Coinbase Solana staking

US crypto exchange giant, Coinbase, has announced that it has enabled staking benefits for its users to earn passive yields as high as 3.58% by holding their SOL (Solana ecosystem’s native token) in their accounts. 

Coinbase made the announcement via its blog and said the feature would gradually be made available to all its users.

The crypto exchange will give those who staked SOL an estimated annual percentage yield (APY) of 3.85%. Rewards will be compounded and given out every three to four days.

As it stands, Coinbase currently gives its users an annual percentage yield (APY) of just 3.675% on Ethereum staked on the platform. However, yield rates are affected mainly by the quantity of tokens locked up through staking on each network.

Solana staking has been available for a long time via other centralised exchanges such as Binance, FTX – to mention a few – as well as self-custody wallets such as Phantom. However, Coinbase takes 25% of the staking reward that the Solana network gives out, and then doles out the rest to participating users. 

The exchange will let users withdraw their staked SOL funds at any time, with no lock-up period, under the condition that users must hold at least $1 worth of SOL.

Staking is a popular way to make money passively from your crypto assets without – essentially – doing anything. Staking is a way for people who own crypto to put their assets to work and earn passive income by locking them for a period of time.


Staking is like putting money in a high-yield savings account for your cryptocurrency.
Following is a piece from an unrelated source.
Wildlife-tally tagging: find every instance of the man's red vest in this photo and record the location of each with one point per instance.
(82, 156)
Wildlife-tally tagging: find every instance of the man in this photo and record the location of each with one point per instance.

When you put money into a savings account, the bank usually lends that money to other people. In exchange for putting your money in the bank, you get a tiny amount of the interest that the bank makes from lending.

In the same way, when you stake your digital assets, you lock up the coins so that you can help maintain the blockchain’s liquidity. In exchange, you get rewards based on how much money you make. Most of the time, these returns are much higher than any interest rate a bank offers.